Aboard the first train north, the trail began to burn. “I got something that’ll fix you buster.” Behind me in the buffet a familiar voice delivered the heat. It was my old adversary Degville, the Attila of Brum. An Imperial pint was aimed my way. “I call it a Golden Velvet Knickerbocker Zombie,” he spat. “A little medicine of my own, doctored with vanilla ice-cream.” The quick-thinking steward saved my neck: “Sorry bud, the vanilla’s off.”

➢ Want help decoding Who’s Who among
the Pits Kids? Click here

In the confusion at New Street I leapt the oblivion express, gave Degville the slip and made for the Yard of Ale because of something he’d let drop. The boss there confirmed my suspicions: “Recent months have seen some weird experiments. The kids come in asking for Mickey Mouses, Leg-overs, Yellow Devils, Purple Paratroopers, you name it . . .”

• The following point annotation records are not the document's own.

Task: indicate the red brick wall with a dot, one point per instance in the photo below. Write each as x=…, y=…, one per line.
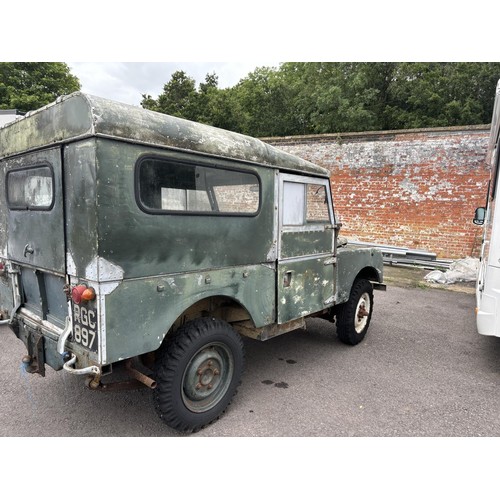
x=409, y=188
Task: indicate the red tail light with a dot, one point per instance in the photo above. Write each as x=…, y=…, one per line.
x=81, y=292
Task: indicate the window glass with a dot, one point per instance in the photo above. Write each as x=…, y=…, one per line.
x=165, y=185
x=293, y=203
x=30, y=188
x=304, y=204
x=317, y=204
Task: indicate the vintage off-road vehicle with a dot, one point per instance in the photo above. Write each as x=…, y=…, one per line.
x=135, y=238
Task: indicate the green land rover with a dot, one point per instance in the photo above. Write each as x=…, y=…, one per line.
x=133, y=238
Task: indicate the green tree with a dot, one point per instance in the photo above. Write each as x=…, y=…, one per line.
x=328, y=97
x=178, y=97
x=30, y=85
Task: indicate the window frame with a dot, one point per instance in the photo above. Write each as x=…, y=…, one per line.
x=30, y=208
x=192, y=163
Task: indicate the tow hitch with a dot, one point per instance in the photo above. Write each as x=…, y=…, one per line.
x=70, y=358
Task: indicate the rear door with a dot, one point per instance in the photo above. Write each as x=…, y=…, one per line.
x=306, y=247
x=35, y=232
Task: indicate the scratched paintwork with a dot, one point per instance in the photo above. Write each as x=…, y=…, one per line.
x=309, y=285
x=353, y=261
x=151, y=271
x=141, y=312
x=297, y=244
x=81, y=115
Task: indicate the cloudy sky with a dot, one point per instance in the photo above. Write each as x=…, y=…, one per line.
x=126, y=82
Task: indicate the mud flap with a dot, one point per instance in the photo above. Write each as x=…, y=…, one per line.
x=35, y=360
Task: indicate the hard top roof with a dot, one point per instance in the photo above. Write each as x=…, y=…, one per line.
x=80, y=115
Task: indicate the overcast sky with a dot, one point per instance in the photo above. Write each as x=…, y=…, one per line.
x=126, y=82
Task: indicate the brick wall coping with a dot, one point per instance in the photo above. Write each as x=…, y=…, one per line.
x=383, y=135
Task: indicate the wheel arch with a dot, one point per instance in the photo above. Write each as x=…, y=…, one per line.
x=220, y=306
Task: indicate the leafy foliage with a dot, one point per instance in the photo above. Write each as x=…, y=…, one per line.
x=328, y=97
x=30, y=85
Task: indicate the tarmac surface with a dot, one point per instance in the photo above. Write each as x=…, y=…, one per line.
x=422, y=370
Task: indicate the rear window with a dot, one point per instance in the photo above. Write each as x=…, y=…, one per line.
x=166, y=186
x=30, y=188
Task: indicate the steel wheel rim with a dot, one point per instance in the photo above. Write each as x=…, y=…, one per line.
x=207, y=377
x=362, y=312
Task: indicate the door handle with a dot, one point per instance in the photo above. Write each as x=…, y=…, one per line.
x=28, y=249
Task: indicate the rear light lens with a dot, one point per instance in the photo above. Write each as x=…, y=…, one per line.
x=81, y=293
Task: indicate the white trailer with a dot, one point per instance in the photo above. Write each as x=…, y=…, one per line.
x=488, y=279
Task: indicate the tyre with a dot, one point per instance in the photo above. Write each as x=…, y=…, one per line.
x=197, y=372
x=353, y=317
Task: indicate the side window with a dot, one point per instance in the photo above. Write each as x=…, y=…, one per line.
x=30, y=188
x=173, y=186
x=317, y=204
x=304, y=204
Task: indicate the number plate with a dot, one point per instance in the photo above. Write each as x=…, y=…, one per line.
x=85, y=326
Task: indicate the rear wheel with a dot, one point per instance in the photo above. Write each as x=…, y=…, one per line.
x=197, y=372
x=353, y=317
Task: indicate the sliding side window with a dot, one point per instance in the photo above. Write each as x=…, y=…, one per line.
x=177, y=187
x=30, y=188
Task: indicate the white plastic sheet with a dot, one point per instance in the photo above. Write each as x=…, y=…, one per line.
x=460, y=271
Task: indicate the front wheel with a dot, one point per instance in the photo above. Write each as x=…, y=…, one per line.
x=197, y=372
x=353, y=317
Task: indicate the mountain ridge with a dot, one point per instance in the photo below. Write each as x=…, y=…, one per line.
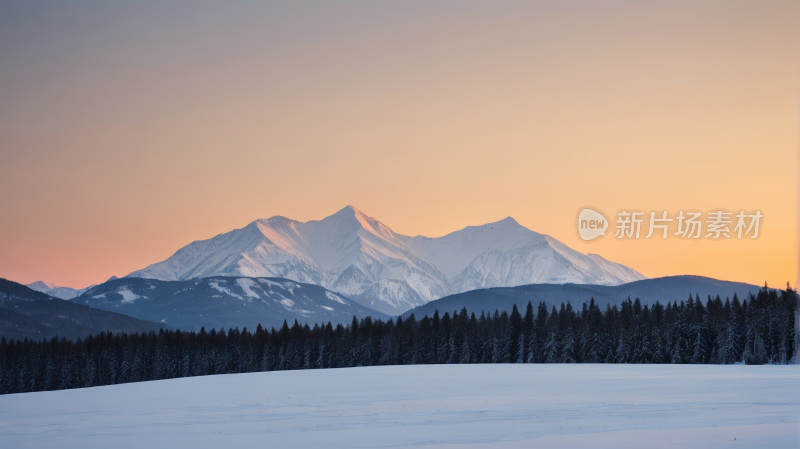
x=356, y=255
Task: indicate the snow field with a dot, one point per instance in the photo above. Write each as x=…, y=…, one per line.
x=476, y=406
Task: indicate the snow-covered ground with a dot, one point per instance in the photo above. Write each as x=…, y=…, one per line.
x=476, y=406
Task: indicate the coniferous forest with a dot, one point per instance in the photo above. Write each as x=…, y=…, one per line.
x=756, y=330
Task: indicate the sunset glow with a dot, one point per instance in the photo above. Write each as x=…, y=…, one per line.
x=177, y=126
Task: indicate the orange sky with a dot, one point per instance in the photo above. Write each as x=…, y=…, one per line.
x=128, y=131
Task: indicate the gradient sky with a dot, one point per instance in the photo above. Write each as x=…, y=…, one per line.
x=128, y=130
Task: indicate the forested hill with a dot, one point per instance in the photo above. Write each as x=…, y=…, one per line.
x=35, y=315
x=756, y=330
x=664, y=290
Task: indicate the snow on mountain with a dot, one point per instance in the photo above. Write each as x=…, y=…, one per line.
x=40, y=286
x=360, y=257
x=505, y=254
x=56, y=291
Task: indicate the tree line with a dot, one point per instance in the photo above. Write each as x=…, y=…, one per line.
x=757, y=330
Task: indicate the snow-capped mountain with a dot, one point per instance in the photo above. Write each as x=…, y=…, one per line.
x=56, y=291
x=360, y=257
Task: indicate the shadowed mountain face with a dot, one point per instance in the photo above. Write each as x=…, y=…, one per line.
x=666, y=289
x=361, y=258
x=221, y=301
x=28, y=313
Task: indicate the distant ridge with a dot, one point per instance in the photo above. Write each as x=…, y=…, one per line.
x=27, y=313
x=664, y=289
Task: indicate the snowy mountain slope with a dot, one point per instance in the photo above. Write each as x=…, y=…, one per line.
x=346, y=252
x=222, y=301
x=25, y=312
x=360, y=257
x=56, y=291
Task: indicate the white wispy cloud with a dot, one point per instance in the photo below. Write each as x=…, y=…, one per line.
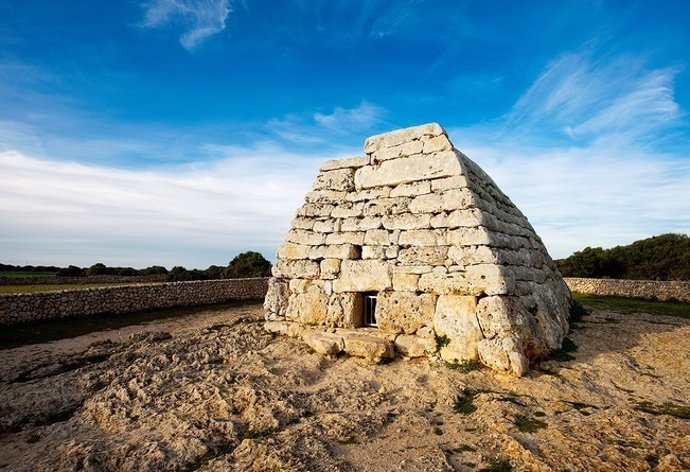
x=64, y=213
x=326, y=127
x=199, y=19
x=583, y=98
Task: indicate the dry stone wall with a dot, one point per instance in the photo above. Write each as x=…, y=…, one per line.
x=41, y=306
x=652, y=289
x=447, y=253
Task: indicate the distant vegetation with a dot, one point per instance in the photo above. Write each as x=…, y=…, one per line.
x=247, y=264
x=664, y=257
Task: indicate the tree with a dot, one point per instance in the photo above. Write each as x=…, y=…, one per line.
x=248, y=264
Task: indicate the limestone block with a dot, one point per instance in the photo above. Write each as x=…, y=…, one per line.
x=386, y=206
x=468, y=218
x=437, y=144
x=301, y=222
x=432, y=255
x=394, y=138
x=411, y=189
x=310, y=307
x=406, y=221
x=373, y=252
x=305, y=237
x=344, y=310
x=285, y=328
x=370, y=194
x=404, y=312
x=401, y=150
x=330, y=268
x=422, y=237
x=326, y=226
x=371, y=348
x=350, y=237
x=341, y=179
x=392, y=252
x=376, y=237
x=325, y=196
x=447, y=183
x=409, y=169
x=352, y=162
x=405, y=282
x=363, y=276
x=315, y=209
x=327, y=344
x=335, y=251
x=295, y=269
x=446, y=201
x=361, y=224
x=456, y=318
x=292, y=251
x=471, y=237
x=347, y=210
x=277, y=296
x=414, y=345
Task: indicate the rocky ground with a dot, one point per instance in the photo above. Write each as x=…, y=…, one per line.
x=215, y=392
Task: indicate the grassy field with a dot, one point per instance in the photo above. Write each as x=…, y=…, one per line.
x=678, y=309
x=15, y=275
x=55, y=287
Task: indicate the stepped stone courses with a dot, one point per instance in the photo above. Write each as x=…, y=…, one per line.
x=458, y=271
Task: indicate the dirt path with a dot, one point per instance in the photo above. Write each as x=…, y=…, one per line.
x=215, y=392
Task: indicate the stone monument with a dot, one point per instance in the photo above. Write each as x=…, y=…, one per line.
x=412, y=249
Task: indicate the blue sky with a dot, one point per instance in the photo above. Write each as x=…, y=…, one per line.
x=180, y=132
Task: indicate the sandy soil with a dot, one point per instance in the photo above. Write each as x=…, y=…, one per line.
x=214, y=392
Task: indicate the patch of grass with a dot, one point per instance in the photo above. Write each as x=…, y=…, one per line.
x=529, y=425
x=464, y=448
x=441, y=341
x=464, y=404
x=497, y=465
x=637, y=305
x=41, y=332
x=669, y=409
x=465, y=366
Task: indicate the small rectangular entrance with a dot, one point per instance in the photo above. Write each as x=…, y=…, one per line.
x=370, y=310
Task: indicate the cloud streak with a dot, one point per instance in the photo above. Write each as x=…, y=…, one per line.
x=199, y=19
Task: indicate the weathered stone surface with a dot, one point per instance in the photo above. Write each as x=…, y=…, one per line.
x=445, y=201
x=397, y=137
x=422, y=237
x=350, y=237
x=405, y=282
x=456, y=319
x=404, y=312
x=414, y=346
x=292, y=251
x=327, y=344
x=411, y=189
x=363, y=276
x=413, y=221
x=341, y=179
x=371, y=348
x=310, y=307
x=406, y=221
x=432, y=255
x=409, y=169
x=277, y=296
x=295, y=269
x=352, y=162
x=330, y=268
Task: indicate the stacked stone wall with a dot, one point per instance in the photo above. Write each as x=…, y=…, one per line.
x=448, y=254
x=41, y=306
x=651, y=289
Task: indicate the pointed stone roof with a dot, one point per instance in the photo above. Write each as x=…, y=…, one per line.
x=457, y=269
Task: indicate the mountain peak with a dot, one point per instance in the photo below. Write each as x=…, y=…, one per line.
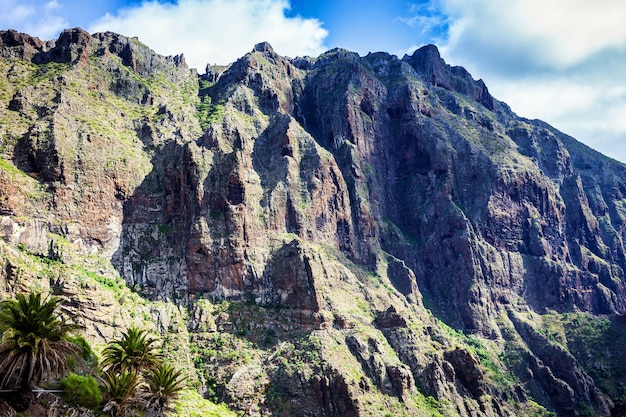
x=428, y=62
x=263, y=47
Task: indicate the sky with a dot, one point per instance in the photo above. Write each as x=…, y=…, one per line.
x=561, y=61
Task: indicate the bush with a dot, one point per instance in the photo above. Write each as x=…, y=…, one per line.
x=87, y=353
x=81, y=390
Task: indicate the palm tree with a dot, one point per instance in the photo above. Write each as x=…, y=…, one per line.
x=163, y=385
x=33, y=344
x=121, y=386
x=134, y=351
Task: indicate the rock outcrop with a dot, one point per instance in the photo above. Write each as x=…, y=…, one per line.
x=361, y=232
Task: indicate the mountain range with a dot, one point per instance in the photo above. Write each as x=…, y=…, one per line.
x=339, y=235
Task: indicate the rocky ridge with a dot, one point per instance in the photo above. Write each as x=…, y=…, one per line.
x=338, y=235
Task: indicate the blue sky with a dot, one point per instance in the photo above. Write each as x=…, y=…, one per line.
x=561, y=61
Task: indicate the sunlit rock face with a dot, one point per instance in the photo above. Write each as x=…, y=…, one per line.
x=345, y=192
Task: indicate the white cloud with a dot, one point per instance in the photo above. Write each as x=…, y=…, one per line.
x=35, y=17
x=560, y=61
x=555, y=34
x=216, y=31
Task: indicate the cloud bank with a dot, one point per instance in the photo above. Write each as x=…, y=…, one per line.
x=41, y=19
x=561, y=61
x=216, y=31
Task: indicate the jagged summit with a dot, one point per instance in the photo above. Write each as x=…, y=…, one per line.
x=330, y=236
x=263, y=47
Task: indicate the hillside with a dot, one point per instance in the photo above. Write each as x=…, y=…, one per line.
x=330, y=236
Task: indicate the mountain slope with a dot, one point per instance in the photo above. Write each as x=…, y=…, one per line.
x=339, y=235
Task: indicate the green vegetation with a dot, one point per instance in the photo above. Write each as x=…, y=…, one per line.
x=208, y=109
x=81, y=390
x=33, y=345
x=134, y=351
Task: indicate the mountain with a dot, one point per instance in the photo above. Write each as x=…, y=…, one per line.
x=330, y=236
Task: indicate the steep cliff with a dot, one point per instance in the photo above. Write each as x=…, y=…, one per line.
x=339, y=235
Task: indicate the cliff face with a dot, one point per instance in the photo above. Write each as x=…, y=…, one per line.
x=330, y=219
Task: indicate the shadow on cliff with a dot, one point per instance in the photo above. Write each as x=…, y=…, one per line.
x=155, y=225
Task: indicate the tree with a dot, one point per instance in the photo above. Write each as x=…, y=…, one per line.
x=33, y=344
x=121, y=386
x=164, y=382
x=134, y=351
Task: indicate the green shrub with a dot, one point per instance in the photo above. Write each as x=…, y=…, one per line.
x=81, y=390
x=87, y=353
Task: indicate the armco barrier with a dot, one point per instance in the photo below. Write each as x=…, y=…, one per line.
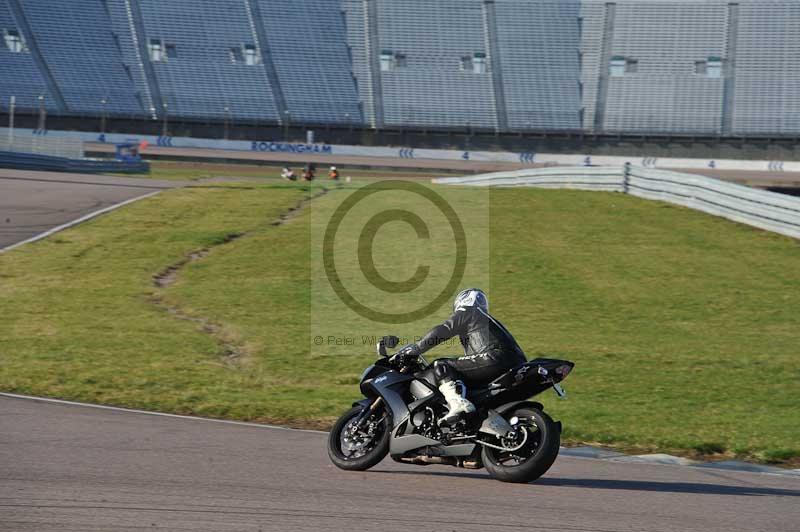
x=766, y=210
x=277, y=146
x=35, y=162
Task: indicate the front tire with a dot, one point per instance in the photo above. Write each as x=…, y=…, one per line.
x=535, y=457
x=358, y=450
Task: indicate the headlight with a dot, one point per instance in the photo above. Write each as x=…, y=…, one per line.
x=563, y=370
x=365, y=373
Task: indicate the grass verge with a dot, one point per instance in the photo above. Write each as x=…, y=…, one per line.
x=684, y=327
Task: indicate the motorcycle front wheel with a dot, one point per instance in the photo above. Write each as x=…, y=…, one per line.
x=357, y=448
x=540, y=449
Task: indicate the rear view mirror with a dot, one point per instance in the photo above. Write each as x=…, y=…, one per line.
x=391, y=341
x=387, y=341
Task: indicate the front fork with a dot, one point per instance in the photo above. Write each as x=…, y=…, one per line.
x=367, y=412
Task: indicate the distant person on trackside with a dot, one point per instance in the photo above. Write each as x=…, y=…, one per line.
x=288, y=174
x=308, y=172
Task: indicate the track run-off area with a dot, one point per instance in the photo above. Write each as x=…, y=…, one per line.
x=70, y=467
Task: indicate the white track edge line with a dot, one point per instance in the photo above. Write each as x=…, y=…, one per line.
x=151, y=413
x=789, y=474
x=77, y=221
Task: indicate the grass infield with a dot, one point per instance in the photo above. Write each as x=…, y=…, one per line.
x=684, y=328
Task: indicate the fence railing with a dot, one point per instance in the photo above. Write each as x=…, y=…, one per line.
x=69, y=147
x=759, y=208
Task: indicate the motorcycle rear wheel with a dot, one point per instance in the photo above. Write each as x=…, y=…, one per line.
x=358, y=450
x=534, y=458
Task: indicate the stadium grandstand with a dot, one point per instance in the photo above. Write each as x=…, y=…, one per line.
x=671, y=67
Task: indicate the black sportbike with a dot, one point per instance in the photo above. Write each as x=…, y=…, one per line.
x=513, y=438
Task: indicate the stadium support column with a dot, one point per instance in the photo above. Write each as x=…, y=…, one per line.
x=372, y=49
x=140, y=40
x=729, y=84
x=36, y=54
x=605, y=60
x=493, y=48
x=260, y=34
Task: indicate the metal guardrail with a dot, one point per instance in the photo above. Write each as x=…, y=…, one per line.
x=758, y=208
x=49, y=163
x=69, y=147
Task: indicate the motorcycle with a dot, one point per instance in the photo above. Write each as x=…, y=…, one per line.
x=512, y=437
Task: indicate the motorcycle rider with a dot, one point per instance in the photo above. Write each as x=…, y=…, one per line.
x=489, y=350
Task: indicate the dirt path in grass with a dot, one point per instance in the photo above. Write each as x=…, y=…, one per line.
x=230, y=351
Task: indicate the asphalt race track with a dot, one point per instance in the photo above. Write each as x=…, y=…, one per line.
x=33, y=202
x=75, y=468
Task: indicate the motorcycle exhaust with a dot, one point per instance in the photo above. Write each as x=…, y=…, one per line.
x=429, y=460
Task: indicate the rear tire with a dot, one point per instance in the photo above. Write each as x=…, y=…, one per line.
x=374, y=449
x=538, y=454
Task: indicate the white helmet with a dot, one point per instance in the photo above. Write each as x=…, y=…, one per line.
x=471, y=297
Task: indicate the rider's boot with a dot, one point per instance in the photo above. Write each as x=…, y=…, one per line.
x=458, y=404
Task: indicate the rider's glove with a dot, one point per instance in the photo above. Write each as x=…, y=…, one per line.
x=406, y=353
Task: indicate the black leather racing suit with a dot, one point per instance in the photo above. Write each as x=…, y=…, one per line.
x=489, y=349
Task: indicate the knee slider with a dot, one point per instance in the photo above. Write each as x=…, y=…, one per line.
x=443, y=371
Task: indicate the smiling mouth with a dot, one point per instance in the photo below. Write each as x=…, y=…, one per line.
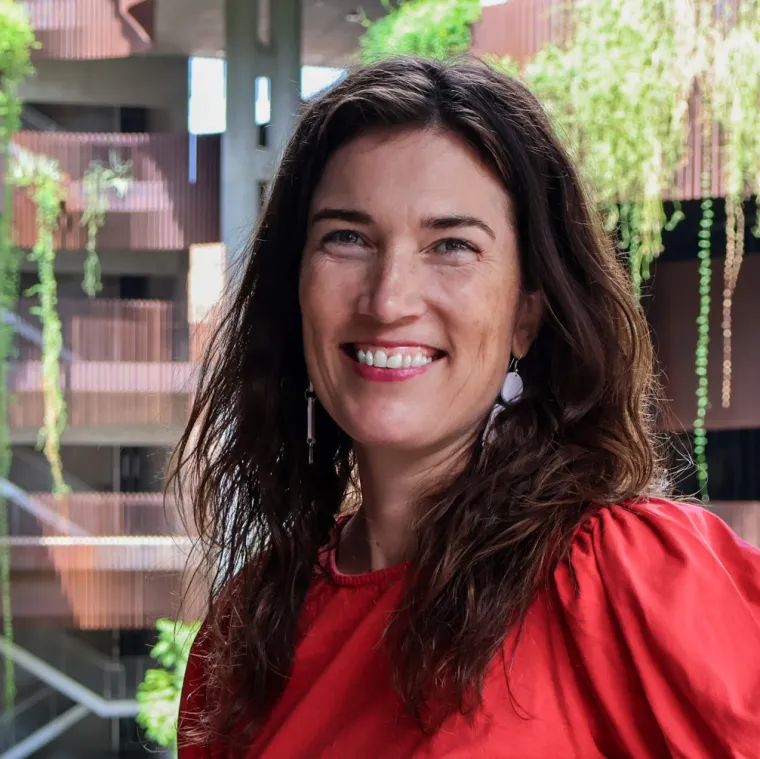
x=396, y=357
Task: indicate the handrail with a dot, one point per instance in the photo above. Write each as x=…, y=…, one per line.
x=47, y=733
x=30, y=332
x=38, y=120
x=66, y=685
x=38, y=510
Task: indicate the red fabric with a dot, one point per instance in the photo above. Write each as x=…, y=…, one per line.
x=647, y=644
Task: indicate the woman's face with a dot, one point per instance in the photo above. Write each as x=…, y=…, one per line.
x=410, y=290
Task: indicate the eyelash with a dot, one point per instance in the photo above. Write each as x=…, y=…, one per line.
x=335, y=237
x=461, y=245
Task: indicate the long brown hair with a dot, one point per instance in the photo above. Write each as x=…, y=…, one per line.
x=578, y=440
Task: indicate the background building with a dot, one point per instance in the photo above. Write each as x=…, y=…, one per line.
x=113, y=83
x=91, y=574
x=519, y=28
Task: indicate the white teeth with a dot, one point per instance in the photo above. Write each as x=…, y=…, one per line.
x=382, y=360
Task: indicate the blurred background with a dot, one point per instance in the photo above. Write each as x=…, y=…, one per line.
x=138, y=138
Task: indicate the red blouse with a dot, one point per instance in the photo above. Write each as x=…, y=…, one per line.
x=646, y=644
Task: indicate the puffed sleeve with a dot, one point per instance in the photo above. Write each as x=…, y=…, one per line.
x=661, y=609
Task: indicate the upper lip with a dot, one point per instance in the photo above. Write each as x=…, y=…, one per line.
x=395, y=344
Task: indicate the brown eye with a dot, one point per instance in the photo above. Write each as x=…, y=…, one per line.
x=343, y=237
x=453, y=245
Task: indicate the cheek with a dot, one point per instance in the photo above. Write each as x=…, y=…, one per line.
x=325, y=295
x=490, y=313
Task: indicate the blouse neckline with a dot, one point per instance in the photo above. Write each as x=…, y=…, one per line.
x=377, y=577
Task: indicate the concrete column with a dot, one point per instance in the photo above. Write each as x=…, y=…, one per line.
x=245, y=164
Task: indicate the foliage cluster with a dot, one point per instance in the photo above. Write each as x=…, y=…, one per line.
x=432, y=28
x=41, y=179
x=623, y=88
x=158, y=695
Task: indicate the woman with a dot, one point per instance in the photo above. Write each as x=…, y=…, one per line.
x=505, y=580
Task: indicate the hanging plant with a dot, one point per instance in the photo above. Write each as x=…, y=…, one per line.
x=43, y=182
x=158, y=696
x=736, y=95
x=17, y=40
x=619, y=94
x=100, y=180
x=619, y=90
x=431, y=28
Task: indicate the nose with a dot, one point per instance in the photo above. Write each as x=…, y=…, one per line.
x=394, y=287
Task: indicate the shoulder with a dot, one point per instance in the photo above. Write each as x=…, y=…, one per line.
x=650, y=541
x=663, y=599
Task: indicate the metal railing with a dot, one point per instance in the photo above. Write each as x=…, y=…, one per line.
x=164, y=208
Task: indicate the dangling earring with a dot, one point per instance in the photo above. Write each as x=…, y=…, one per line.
x=511, y=390
x=310, y=439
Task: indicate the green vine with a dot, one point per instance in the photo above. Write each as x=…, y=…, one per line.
x=158, y=695
x=42, y=180
x=620, y=90
x=431, y=28
x=99, y=181
x=17, y=40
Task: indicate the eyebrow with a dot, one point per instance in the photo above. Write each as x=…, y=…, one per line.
x=452, y=221
x=341, y=214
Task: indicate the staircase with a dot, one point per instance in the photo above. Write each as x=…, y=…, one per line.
x=61, y=681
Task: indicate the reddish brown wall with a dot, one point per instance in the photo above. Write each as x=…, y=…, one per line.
x=673, y=312
x=88, y=29
x=519, y=28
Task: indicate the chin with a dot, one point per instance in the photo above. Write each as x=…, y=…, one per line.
x=386, y=435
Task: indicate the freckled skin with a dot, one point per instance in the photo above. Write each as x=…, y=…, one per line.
x=393, y=277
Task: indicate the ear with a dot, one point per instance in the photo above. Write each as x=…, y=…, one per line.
x=530, y=314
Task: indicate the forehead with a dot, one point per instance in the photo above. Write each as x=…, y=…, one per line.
x=425, y=170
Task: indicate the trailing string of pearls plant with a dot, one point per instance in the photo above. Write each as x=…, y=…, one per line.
x=41, y=179
x=623, y=87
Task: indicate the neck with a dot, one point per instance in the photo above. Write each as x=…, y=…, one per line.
x=381, y=533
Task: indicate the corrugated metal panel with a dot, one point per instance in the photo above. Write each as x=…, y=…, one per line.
x=109, y=329
x=163, y=209
x=519, y=28
x=91, y=29
x=128, y=574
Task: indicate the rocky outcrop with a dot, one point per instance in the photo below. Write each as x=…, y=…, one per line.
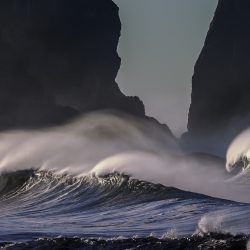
x=220, y=105
x=59, y=59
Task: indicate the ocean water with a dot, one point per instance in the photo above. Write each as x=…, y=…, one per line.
x=109, y=181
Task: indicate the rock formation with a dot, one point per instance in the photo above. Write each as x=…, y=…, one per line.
x=59, y=59
x=220, y=106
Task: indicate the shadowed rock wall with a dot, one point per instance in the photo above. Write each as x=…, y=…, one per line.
x=59, y=59
x=220, y=106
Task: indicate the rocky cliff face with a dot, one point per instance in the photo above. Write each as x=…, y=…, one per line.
x=59, y=59
x=220, y=105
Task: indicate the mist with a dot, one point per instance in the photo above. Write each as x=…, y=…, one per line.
x=100, y=143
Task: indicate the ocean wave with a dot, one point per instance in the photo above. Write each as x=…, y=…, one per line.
x=208, y=242
x=99, y=144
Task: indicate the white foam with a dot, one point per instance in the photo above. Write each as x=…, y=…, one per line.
x=98, y=144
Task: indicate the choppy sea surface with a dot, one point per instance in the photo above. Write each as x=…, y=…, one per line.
x=105, y=204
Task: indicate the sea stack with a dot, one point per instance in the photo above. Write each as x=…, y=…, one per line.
x=59, y=59
x=220, y=105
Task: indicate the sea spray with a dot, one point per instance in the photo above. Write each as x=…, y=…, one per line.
x=98, y=144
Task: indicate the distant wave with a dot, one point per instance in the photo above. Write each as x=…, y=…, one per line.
x=99, y=144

I wasn’t listening. Along the bar this hotsy had me pop-eyed and she was no Olive Oyl. Said Wendy was her name, salesgirl her game. She sure had plenty to sell. Her eyes promised the best bang since the big one. “I’ve got what you want,” she smiled. “Called the Goodall Street Gargle Blaster, speciality of Walsall.”

She ordered one doublequick, then dropped in something sticky. “One of those sweets from the Pakistani shop,” she purred. “Just bite it and see . . .” I was a slave to her charms. I supped up and bit hard. Detonation! All I heard was Velma cackling in the shadows: “So long sucker.” I’d been well and truly blitzed. And by a kid! I’ve never lived it down.